TIME | 1530 hrs – supine | 1540 hrs – supine | 1600 hrs – standing |
LOR | A+Ox4 | A+Ox4 | A+Ox4 |
HR | 130, regular, weak | 100, regular, weak | 76, regular, strong |
RR | 24, regular, shallow. Initial gasping for air has resolved and breathing is now quiet and easy. | 18, regular, shallow | 14, regular, easy |
SCTM | pale, cool, clammy | pale, warm, clammy | pink, warm, dry |
BP | radial pulses present | radial pulses present | radial pulses present |
Pupils | PERRL | PERRL | PERRL |
T° | Not taken | Not taken | Not taken |
You explain your concerns about shock and spine injury and ask the patient if you can first do a focused spine assessment, then if you and the patient agree there is no further need for spine protection, to have the patient stand and check positional vital signs.

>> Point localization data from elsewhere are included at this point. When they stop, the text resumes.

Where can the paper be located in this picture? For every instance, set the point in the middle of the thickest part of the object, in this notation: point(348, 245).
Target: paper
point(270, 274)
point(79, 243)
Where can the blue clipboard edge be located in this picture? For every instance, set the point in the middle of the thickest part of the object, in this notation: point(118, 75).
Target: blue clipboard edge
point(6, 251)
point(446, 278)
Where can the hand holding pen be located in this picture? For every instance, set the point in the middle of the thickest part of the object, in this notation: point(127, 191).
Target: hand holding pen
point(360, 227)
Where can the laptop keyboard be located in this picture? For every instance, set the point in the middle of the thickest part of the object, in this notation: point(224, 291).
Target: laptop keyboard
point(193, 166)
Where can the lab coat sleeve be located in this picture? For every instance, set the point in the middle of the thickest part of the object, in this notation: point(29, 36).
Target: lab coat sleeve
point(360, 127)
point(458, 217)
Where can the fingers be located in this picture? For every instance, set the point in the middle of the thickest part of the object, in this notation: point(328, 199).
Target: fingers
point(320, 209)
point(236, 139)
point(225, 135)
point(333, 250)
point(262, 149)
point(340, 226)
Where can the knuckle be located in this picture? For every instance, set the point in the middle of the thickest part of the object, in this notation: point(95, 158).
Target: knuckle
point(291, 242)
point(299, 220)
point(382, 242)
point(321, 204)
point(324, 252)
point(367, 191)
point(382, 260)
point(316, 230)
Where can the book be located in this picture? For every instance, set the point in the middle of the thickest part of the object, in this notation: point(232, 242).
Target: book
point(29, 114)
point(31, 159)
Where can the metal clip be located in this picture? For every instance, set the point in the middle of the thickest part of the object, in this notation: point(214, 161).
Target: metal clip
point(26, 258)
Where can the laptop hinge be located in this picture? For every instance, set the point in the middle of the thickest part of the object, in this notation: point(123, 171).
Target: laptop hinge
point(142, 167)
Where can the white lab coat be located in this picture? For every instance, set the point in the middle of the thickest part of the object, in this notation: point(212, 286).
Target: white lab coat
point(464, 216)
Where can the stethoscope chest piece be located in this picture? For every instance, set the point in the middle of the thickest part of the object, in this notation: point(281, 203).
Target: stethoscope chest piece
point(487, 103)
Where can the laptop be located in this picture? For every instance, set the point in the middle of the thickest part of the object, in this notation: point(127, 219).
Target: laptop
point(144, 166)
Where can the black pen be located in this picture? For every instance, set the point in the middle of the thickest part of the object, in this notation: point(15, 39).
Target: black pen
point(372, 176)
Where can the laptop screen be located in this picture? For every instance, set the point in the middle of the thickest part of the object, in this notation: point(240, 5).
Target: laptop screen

The sober, reliable, and alert patient is able to focus on the assessment. Their CSM’s are good in all four extremities and they deny spine pain or tenderness on palpation. You and the patient agree they do not need spine protection.
They first sit, then stand. Initial dizziness quickly resolves and there are no vital sign changes.
End of the Tale
Although sore, the rider is able to walk, and seems to be physically well. It’s a slow walk to the trailhead where the rider takes up your offer to drive them to the emergency room for further evaluation. Later you find that the physician cleared the patient of injury and released them from the emergency room. As for the horse, it was recovered the next day, no worse for the wear.